The trial of Liu Ping, Wei Zhongping, and Li Sihua began on Monday, was suspended on Tuesday, and will resume on Wednesday. Their crime was simple: unfurling and photographing a banner to attract attention to their cause of releasing detained protesters and demanding the disclosure of officials’ wealth. After posting the picture on the Internet in April, the three found themselves in detainment a week later for “illegal assembly.”

The CCDI’s recent announcement about the disclosure of assets for new officials brings little comfort to those campaigning for more substantial moves. Roseann Rife, East Asia research director for Amnesty international told The Diplomat, “Clearly, they’re being tried for peacefully expressing their human rights, and they shouldn’t be charged at all. They should be immediately released. If the government is actually making moves toward discussing how to release this kind of information … it seems to indicate that this is information that should be in the public realm, so why are these people still being tried?”

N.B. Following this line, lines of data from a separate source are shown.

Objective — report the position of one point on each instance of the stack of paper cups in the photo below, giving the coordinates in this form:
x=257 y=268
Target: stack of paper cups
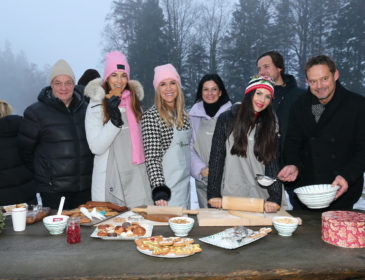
x=19 y=216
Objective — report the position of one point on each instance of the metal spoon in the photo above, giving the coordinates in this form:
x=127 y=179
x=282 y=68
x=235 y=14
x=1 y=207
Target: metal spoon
x=265 y=180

Many activists and protesters languish in prisons and detainment around the nation for illegal assembly or that famous catchall term “incitement to subvert state power” for advocating the disclosure of assets. Such is the case of Ding Jiaxi who has been detained since mid-April, also charged with “illegal assembly” for his support of the disclosure of assets among other things. The same can be said of Xu Zhiyong, one of the founders of the Open Constitution Initiative, who was formally arrested on August 22nd.

Bao Tong, who served as a political aide to former premier Zhao Ziyang, said in an appeal on Radio Free Asia: “Relevant pilot schemes carried out by the Central Commission for Discipline Inspection prove their innocence. The ‘gentlemen’ Ding, Xu, and Wang, who were detained in Beijing, should be immediately and unconditionally released.” Bao Tong, currently under house arrest, speaks from experience.

Expectations are not high for the CCDI’s new program, but it could be a step in the right direction. Rife commented, “I think it’s a very public statement, and it’s only as good as the actions behind it. If they’re just putting this out as rhetoric to improve the image of the government, that’s not going to help any of these activists. They need to actually implement and respect these rights.”

Asset disclosure is arguably one of the most controversial subjects in China. Supposedly not far removed from the glorious proletariat, it doesn’t look good for China’s leaders to have family assets greater than the nominal GDP of Burundi. More than protesters and activists have suffered for this ideal, with news organizations like Bloomberg and the New York Times famously taking a metaphorical beating for reporting on leaders’ assets. That said, actually making asset allocation public is good for just about everyone: good for Xi’s corruption crackdown, good for transparency, and good for the people who want to see how much their leaders are worth. The only wrench in the works are the actual officials and their fortunes; as such, the idea of making this pilot program applicable only to newly appointed or promoted candidates keeps the old guard safe.

It’s too soon to tell if the move by the CCDI is more than just posturing, but fundamentally, for activists on the ground, the game remains unchanged. As Rife states, “It’s impossible to predict what will happen. I think, unfortunately, these individuals are acting for information that should be in the public domain. They’re expressing their opinion. They’re trying to essentially improve human rights. I think opportunities for them to run afoul of the government will continue.”